Lanham’s book uses four-letter words and is dismissive of Christian teachings like the Trinity, which he explains by comparing it to Mike Myers playing three different characters in one Austin Powers film.

But he says most of the praise he has received for the book has been from Christians who are more fed up with the Christian right than he is.

“The big surprise I’ve had with this book is the amount of support I’ve gotten from moderate evangelicals,” he told “I just did a reading in a church in Brooklyn at the request of a liberal (and gay) minister who loves the book. Jay Bakker (Jim’s son) was in attendance.
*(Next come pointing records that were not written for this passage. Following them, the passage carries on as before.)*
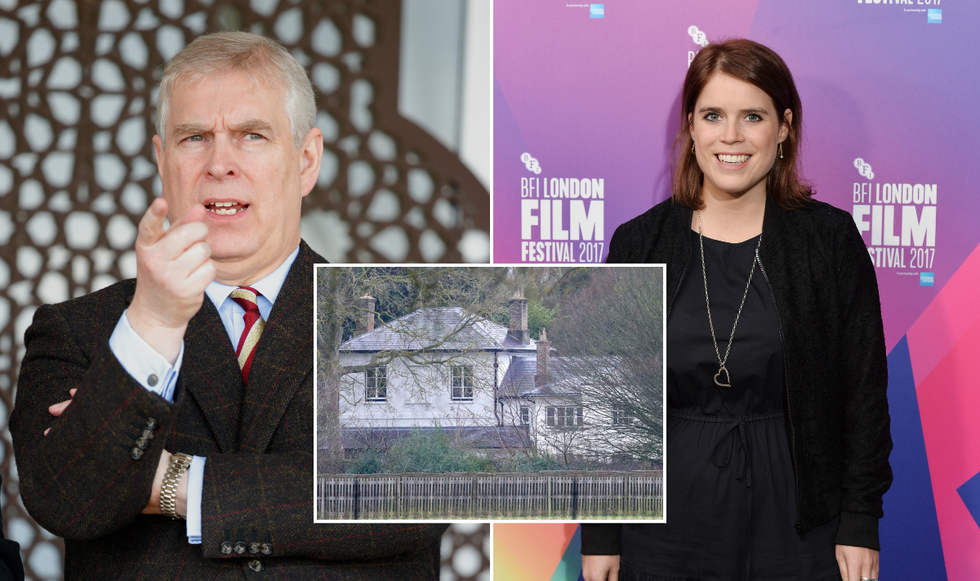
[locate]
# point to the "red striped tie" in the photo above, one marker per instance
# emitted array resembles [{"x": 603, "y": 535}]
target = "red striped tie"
[{"x": 246, "y": 298}]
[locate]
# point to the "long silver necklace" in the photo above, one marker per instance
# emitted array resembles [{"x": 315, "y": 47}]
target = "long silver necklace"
[{"x": 725, "y": 381}]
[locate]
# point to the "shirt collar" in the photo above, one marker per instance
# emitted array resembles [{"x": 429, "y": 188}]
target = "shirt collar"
[{"x": 268, "y": 287}]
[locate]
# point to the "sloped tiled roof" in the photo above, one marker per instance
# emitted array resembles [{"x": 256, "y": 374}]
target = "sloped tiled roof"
[
  {"x": 437, "y": 329},
  {"x": 519, "y": 379}
]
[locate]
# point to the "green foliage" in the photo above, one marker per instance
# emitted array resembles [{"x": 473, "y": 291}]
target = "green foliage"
[
  {"x": 538, "y": 317},
  {"x": 368, "y": 463},
  {"x": 432, "y": 451}
]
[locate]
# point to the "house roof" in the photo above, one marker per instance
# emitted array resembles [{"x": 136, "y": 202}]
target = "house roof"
[
  {"x": 437, "y": 329},
  {"x": 519, "y": 379},
  {"x": 479, "y": 437}
]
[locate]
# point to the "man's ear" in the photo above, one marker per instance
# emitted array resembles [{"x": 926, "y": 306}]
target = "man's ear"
[{"x": 310, "y": 158}]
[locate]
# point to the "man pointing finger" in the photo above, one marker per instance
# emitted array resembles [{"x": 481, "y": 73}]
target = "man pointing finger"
[{"x": 190, "y": 389}]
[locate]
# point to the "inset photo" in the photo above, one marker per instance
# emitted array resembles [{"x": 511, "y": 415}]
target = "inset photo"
[{"x": 490, "y": 393}]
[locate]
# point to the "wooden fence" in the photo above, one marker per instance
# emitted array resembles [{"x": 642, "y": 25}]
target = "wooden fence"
[{"x": 544, "y": 495}]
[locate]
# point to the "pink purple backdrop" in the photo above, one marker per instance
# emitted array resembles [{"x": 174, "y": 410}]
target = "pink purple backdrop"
[{"x": 890, "y": 104}]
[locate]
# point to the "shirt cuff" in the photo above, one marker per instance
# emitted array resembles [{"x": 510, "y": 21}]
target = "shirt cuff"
[
  {"x": 195, "y": 489},
  {"x": 142, "y": 362}
]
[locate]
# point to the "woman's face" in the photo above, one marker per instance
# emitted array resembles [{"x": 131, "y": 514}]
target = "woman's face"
[{"x": 736, "y": 131}]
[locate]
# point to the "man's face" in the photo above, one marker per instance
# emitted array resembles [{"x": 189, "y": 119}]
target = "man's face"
[{"x": 229, "y": 148}]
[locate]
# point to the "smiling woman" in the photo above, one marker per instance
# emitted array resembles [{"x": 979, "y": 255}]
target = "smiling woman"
[{"x": 777, "y": 436}]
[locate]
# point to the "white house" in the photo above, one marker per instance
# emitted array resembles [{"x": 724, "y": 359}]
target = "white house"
[{"x": 491, "y": 386}]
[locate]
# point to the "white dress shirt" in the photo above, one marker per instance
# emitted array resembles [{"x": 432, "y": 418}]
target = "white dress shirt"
[{"x": 155, "y": 373}]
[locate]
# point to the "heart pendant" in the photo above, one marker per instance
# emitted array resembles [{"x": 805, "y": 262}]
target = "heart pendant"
[{"x": 727, "y": 382}]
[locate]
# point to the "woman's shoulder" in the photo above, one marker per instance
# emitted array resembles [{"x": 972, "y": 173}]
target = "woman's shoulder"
[
  {"x": 651, "y": 220},
  {"x": 635, "y": 239},
  {"x": 820, "y": 219}
]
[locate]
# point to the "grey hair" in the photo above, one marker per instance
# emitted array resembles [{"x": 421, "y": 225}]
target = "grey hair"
[{"x": 252, "y": 54}]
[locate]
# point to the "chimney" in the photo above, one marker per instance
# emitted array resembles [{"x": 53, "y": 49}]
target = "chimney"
[
  {"x": 518, "y": 318},
  {"x": 365, "y": 314},
  {"x": 543, "y": 374}
]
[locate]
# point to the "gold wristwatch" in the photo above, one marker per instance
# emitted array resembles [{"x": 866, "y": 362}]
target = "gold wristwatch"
[{"x": 179, "y": 463}]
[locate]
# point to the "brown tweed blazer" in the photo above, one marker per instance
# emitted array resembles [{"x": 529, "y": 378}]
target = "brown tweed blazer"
[{"x": 84, "y": 482}]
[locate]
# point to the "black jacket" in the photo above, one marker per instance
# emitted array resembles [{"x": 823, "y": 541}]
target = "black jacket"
[{"x": 826, "y": 297}]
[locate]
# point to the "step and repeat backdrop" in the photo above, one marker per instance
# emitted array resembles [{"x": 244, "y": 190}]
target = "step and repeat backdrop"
[{"x": 586, "y": 100}]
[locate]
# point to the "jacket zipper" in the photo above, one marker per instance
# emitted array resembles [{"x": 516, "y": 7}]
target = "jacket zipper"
[{"x": 789, "y": 411}]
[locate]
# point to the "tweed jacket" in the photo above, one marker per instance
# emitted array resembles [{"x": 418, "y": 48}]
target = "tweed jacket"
[
  {"x": 87, "y": 482},
  {"x": 826, "y": 297}
]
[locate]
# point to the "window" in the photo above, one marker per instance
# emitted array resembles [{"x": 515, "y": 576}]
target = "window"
[
  {"x": 462, "y": 383},
  {"x": 622, "y": 417},
  {"x": 376, "y": 384},
  {"x": 564, "y": 416}
]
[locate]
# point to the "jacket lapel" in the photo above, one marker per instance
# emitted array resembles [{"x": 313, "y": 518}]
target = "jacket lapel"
[
  {"x": 211, "y": 376},
  {"x": 283, "y": 357}
]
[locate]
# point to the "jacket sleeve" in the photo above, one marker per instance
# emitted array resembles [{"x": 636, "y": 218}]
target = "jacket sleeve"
[
  {"x": 83, "y": 481},
  {"x": 867, "y": 439},
  {"x": 268, "y": 498},
  {"x": 89, "y": 476}
]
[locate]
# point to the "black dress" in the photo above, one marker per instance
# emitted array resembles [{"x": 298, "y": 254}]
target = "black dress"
[{"x": 731, "y": 502}]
I was also contacted by the Christian magazine Relevant. They’re fans of the book and will be doing a story on me next month.

“I suppose this all makes sense–after all, progressive evangelicals have MUCH more to be angry about when people like Dobson misrepresent the faith than an agnostic like me.”

Lanham said he’s taken the most criticism for attacking Rick Warren, whom he labels “the evangelical Jimmy Buffett,” from Christians and reviewers who say it’s unfair to critique him alongside James Dobson and Pat Robertson.

“I disagree given Warren’s penchant for calling non-Christians ‘godless pagans’ (as he does several times in The Purpose Driven Church) and his statement that all Christians must oppose stem cell research, gay rights and euthanasia,” he said. “He also has compared homosexuality to having sex with a horse, a statement I find offensive and juvenile.”

Lanham said sales of the book have been helped by the Ted Haggard scandal. Lanham spent some time with Haggard in Colorado Springs and discusses him at length in the book. “I’ve become a go-to media expert on Pastor Ted,” Lanham said. “God truly does work in mysterious ways.”